Es geht nicht um Moral

Immer klarer zeichnet sich eine Blockbildung ab: Der Iran und seine Verbündeten wenden sich Russland und China zu; dagegen bilden die arabisch-sunnitischen Staaten zusammen mit Israel einen Block, der nach Westen schaut. Darunter befinden sich einige nicht sehr appetitliche Regimes, gewiss. (Und ich meine nicht die Regierung Netanjahu.) Aber es geht nicht um Moral, sondern um Macht. Europa ist nicht stark genug, eine Mittlerrolle zwischen den Blöcken einzunehmen, selbst wenn das richtig wäre, was man aus guten Gründen bestreiten kann. Allenfalls schürt das bei den Iranern und Iranerinnen die Illusion, den Westen und die arabische Welt spalten zu können, was sie wiederum – wie in Syrien oder im Jemen, im Libanon oder im Persischen Golf – zu militärischen Abenteuern verleiten könnte.

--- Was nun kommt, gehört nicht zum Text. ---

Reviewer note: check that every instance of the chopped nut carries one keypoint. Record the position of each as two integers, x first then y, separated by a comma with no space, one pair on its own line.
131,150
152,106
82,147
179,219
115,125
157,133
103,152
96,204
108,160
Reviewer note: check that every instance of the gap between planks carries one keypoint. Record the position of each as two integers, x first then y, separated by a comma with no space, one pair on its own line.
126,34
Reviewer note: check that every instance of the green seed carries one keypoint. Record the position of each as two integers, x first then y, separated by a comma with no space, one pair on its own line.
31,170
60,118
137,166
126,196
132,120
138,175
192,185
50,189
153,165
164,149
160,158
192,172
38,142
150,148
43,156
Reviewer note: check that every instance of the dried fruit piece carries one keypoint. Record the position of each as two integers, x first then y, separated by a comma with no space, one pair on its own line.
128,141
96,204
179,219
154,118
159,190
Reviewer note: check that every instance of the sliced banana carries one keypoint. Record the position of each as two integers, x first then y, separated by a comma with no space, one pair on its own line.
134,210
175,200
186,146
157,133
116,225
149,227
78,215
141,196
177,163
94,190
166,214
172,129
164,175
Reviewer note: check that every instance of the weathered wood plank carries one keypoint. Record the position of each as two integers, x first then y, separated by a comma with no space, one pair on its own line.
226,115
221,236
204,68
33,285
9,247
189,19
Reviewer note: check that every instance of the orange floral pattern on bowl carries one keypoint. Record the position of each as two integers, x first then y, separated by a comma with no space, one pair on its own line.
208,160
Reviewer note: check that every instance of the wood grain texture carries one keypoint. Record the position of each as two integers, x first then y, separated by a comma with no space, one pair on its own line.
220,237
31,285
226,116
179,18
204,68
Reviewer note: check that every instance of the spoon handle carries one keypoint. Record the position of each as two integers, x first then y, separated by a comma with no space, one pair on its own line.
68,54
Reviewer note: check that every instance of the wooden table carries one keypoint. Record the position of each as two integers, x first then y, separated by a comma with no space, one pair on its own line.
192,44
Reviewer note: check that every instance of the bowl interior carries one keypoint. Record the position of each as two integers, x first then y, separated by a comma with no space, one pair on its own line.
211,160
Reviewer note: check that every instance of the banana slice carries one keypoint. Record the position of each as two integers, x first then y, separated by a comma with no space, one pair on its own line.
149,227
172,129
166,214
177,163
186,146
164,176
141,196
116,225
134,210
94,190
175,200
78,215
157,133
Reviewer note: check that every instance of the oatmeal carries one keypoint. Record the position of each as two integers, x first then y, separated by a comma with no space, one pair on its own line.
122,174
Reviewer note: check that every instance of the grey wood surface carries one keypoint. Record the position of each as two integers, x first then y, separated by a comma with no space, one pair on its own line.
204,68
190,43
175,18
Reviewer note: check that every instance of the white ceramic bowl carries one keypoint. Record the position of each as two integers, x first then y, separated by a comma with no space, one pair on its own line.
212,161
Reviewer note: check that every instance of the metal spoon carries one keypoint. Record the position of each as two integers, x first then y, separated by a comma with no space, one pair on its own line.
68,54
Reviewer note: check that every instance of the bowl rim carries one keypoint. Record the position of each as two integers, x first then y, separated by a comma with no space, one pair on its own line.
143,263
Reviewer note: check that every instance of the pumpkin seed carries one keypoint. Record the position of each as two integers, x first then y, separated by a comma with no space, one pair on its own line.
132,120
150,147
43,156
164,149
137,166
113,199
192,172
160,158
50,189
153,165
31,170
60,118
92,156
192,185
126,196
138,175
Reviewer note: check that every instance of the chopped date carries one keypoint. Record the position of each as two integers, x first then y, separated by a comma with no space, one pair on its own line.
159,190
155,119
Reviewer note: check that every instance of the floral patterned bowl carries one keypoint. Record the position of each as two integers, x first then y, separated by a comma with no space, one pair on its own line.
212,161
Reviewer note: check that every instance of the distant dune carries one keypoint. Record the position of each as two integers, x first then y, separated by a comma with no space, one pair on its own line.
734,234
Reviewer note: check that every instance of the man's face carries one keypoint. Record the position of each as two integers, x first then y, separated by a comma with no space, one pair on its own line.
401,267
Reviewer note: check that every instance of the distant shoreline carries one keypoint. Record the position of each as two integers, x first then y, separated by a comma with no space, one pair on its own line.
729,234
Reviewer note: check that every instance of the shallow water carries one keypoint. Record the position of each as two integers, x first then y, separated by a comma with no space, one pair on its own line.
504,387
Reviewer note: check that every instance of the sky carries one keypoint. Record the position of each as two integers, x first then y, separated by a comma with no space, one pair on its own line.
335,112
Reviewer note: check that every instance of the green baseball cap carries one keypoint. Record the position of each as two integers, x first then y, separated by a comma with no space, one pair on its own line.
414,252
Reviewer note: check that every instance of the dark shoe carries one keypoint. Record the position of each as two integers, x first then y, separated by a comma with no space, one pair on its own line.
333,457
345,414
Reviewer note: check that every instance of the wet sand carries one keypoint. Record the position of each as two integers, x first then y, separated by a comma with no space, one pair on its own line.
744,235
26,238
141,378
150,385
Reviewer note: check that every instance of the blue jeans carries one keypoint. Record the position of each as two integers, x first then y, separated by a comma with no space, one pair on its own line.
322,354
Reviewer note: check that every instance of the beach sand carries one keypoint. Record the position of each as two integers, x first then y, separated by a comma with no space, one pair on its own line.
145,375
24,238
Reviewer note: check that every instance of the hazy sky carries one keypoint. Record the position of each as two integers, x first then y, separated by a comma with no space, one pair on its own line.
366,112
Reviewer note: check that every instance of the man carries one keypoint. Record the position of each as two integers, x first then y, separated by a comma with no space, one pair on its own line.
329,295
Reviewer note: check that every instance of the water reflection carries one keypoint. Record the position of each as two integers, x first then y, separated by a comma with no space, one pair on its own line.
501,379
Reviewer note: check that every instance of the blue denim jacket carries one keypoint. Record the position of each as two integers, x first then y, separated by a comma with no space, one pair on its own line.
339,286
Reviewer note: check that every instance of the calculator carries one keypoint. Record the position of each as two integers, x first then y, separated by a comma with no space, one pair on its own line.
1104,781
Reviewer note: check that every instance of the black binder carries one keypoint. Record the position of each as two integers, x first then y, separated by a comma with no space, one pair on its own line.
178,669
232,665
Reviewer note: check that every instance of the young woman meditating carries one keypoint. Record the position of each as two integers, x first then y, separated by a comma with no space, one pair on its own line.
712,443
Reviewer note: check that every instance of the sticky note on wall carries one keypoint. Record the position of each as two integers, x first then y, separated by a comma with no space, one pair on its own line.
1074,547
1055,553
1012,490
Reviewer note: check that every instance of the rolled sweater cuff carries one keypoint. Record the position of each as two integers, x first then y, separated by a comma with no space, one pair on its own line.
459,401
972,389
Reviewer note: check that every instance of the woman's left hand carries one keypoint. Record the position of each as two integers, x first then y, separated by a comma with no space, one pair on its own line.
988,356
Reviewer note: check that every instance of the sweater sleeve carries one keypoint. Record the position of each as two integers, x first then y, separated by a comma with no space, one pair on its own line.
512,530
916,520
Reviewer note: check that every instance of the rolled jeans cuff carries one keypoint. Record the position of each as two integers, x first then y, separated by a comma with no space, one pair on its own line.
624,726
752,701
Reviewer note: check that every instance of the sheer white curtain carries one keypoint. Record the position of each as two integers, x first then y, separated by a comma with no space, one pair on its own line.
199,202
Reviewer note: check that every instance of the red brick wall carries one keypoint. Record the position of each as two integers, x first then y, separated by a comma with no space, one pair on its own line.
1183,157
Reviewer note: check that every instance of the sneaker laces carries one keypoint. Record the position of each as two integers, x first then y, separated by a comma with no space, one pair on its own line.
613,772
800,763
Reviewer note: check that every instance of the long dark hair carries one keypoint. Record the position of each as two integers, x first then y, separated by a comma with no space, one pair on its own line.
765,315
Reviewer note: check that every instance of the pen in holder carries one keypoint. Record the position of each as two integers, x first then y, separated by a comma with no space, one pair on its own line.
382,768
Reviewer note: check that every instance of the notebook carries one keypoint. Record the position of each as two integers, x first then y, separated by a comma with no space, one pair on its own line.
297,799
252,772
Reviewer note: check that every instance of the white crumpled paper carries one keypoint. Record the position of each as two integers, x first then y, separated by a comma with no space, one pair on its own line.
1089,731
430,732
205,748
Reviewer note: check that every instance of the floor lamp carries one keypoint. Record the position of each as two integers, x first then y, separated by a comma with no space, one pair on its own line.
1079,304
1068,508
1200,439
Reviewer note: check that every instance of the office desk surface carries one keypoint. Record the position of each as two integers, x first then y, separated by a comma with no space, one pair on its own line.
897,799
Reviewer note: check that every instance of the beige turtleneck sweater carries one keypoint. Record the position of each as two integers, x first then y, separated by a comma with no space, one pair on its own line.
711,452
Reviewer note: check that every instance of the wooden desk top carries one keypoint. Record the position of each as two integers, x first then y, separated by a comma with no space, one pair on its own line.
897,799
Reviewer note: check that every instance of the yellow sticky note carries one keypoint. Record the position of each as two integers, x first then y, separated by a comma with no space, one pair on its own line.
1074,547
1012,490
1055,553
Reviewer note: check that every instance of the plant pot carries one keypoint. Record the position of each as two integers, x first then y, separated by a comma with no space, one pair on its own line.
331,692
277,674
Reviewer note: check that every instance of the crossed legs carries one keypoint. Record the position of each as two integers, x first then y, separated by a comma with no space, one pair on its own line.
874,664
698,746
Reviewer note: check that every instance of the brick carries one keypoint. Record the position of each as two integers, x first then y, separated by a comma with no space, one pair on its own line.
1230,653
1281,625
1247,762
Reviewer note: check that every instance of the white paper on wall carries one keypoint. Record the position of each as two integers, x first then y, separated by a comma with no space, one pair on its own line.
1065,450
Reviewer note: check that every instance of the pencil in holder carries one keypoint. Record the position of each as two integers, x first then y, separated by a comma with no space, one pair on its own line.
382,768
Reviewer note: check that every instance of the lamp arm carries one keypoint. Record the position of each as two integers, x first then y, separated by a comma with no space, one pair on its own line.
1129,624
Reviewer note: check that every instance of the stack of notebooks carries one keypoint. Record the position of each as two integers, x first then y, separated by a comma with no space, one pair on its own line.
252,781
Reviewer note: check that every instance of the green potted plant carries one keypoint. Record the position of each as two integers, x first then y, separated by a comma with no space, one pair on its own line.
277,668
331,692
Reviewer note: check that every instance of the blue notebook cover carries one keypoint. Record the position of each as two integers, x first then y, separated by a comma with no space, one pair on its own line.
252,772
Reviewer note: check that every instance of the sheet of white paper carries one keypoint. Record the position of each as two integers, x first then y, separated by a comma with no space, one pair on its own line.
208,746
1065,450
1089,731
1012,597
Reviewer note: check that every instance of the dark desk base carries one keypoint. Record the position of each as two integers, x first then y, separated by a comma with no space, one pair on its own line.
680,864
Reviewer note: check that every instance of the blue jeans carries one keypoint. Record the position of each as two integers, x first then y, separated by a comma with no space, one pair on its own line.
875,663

Vermutlich weiß Heiko Maas das alles. Seine Unentschiedenheit ist weniger außenpolitischer als innenpolitischer Feigheit zu verdanken. Es ist eben nicht populär, schon gar nicht unter Sozialdemokraten, Netanjahu oder gar Trump zu unterstützen. Wenn es aber den Europäern – allen voran den Deutschen – ernst ist mit dem Wunsch, den fälschlicherweise Nahostkonflikt genannten Krieg gegen Israel zu beenden, so sollten sie den jetzigen günstigen Augenblick ergreifen.